Dappertutto si stilano classifiche, perché mai noi di Risonanza non dovremmo fare la nostra? Dopodichè, se proprio vogliamo discuterne, diciamo che qui ognuno si fa la propria lista dei migliori e vediamo se qualcosa combacia con quelle degli altri. Comincio io, per comodità . Per fare una cosa “differente” propongo la lista dei migliori 6 (un numero che non dice niente, anche a scuola il sei è un numero senza senzo, però almeno così siamo “origgginali”). Ovviamente i “Fantastici SEI” sono in ordine sparso:Â
Ry Cooder – My name is Buddy – Da tanto tempo sua immensità Ry non dava alle stampe un disco così. Una marea di musica, tante (ma proprio tante) traditional songs rilette e riarrangiate con testi nuovi a raccontare la storia felina di un gatto di nome Buddy. Nell’elenco anche alcune canzoni sperimentali: bellissimo.
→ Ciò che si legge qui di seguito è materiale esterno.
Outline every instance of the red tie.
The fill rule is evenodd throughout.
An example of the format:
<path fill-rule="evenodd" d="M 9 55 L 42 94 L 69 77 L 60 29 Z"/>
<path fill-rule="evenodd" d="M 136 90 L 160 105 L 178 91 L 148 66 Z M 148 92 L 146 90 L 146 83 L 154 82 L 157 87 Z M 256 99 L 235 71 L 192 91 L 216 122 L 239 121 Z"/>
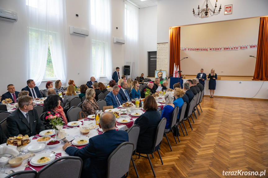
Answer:
<path fill-rule="evenodd" d="M 16 103 L 16 96 L 15 95 L 15 93 L 12 94 L 13 95 L 13 99 L 14 100 L 14 103 Z"/>

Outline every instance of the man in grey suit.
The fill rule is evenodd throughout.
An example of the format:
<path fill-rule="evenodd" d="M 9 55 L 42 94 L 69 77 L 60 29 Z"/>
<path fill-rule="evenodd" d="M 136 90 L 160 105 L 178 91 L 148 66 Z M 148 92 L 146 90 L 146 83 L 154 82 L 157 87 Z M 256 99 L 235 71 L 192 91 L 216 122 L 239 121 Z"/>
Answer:
<path fill-rule="evenodd" d="M 7 118 L 7 128 L 8 137 L 19 134 L 27 134 L 29 137 L 45 130 L 45 126 L 34 109 L 33 98 L 29 96 L 19 98 L 19 108 Z"/>

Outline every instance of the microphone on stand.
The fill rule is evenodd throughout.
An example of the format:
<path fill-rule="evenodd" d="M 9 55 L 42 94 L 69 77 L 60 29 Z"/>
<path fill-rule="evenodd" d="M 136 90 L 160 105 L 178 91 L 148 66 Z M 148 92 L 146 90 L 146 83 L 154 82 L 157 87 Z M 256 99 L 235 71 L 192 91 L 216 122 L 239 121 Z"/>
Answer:
<path fill-rule="evenodd" d="M 188 57 L 186 57 L 186 58 L 182 58 L 182 59 L 181 59 L 181 60 L 181 60 L 181 61 L 182 61 L 182 60 L 183 60 L 183 59 L 185 59 L 185 58 L 188 58 Z"/>

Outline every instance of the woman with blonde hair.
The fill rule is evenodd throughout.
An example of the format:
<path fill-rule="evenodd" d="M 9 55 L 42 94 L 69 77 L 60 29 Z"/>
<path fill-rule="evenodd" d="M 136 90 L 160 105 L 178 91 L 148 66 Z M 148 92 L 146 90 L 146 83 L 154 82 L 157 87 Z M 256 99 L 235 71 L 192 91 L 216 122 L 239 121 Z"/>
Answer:
<path fill-rule="evenodd" d="M 64 90 L 63 88 L 61 87 L 61 80 L 57 80 L 55 82 L 55 87 L 54 89 L 55 90 L 55 92 L 57 94 L 59 94 L 59 93 L 62 93 Z"/>
<path fill-rule="evenodd" d="M 77 95 L 75 89 L 75 86 L 72 85 L 70 85 L 67 88 L 67 91 L 65 95 L 63 97 L 63 111 L 67 114 L 67 111 L 70 109 L 70 102 L 75 98 L 79 97 L 78 95 Z"/>
<path fill-rule="evenodd" d="M 166 119 L 166 124 L 165 128 L 167 130 L 165 130 L 165 131 L 168 132 L 170 128 L 170 123 L 172 120 L 172 115 L 175 108 L 175 105 L 173 104 L 173 96 L 171 92 L 167 92 L 165 94 L 164 97 L 166 105 L 164 107 L 163 111 L 162 111 L 161 119 L 162 119 L 164 117 Z"/>
<path fill-rule="evenodd" d="M 140 93 L 139 90 L 139 83 L 134 80 L 131 85 L 131 98 L 141 98 Z"/>
<path fill-rule="evenodd" d="M 210 98 L 213 98 L 214 96 L 214 92 L 216 89 L 216 79 L 217 77 L 217 74 L 215 73 L 215 69 L 212 69 L 210 71 L 210 73 L 208 74 L 207 78 L 209 79 L 209 81 L 208 82 L 208 89 L 210 93 Z M 212 92 L 212 95 L 211 94 Z"/>
<path fill-rule="evenodd" d="M 127 84 L 128 85 L 128 90 L 129 90 L 129 93 L 131 92 L 131 84 L 132 84 L 132 81 L 131 78 L 129 78 L 127 79 Z"/>
<path fill-rule="evenodd" d="M 94 114 L 95 111 L 100 110 L 100 107 L 95 99 L 95 90 L 89 88 L 86 91 L 86 99 L 83 103 L 82 110 L 86 116 Z"/>

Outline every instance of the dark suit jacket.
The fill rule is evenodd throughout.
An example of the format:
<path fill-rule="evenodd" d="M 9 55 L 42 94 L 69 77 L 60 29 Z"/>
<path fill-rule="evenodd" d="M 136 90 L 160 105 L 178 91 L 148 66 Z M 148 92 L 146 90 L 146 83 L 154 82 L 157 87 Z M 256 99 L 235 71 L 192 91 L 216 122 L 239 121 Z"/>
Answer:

Mary Gauthier – Between daylight and dark – Povero, ma bello, forte in dignità e in poesia, questa nuova prova di Mary è un disco da conservare, meditare, assaporare. Se fosse vivo, Woody Guthrie vorrebbe Mary nei suoi concerti. E forse anche Jim Croce. Occhio ai testi…
Dickey Betts – Official bottleg – Non è un “solo un disco”, ma un enciclopedia southern: Dickey mette insieme una band spropositata (tre chitarristi, due batteristi….) e decide di buttare via l’orologio. Risultato: In memory of Elizabeth Reed di oltre trenta minuti, Jessica e Blue Sky oltre i quindici, Seven turns splendente come gli occhi della donna che ti ama…
Waterboys – Book of lightning – Ci sono alcuni titoli in questo prodotto di Mike Scott che fanno venire i brividi: mi riferisco a You in the sky, Sustain e Everybody takes a tumble. Cuore che pompa sangue verso le arterie della vita e della musica. Bentornati!
Subdudes – Street symphony – Dopo qualche anno di silenzio, i ragazzi di New Orleans ritornano con un disco che mi ha fatto molta compagnia quest’anno. Due cnzoni su tutte: No man e Poor mans paradise. Loro sono dei furbacchioni del jazz heritage fetstival, ma il disco è emozionante.Â
Lovett – It’s not big, it’s large – E’ difficile trovare dei passi falsi nella discografia di Lyle, almeno dai tempi di Joshua judge Ruth. Il texano ha uno stile che ben pochi possiedono in giro per il mondo e una band sontuosa: dove lo swing termina s’avanza il country’n’westren, dove c’è gospel si sentono echi di ballads. Così tra una South Texas girl e una Don’t cry a tear mi struggo ancora nell’idea che Lovett sia in realtà uno scrittore prestato alla musica. Quel che conta è che lui è sempre nella mia top.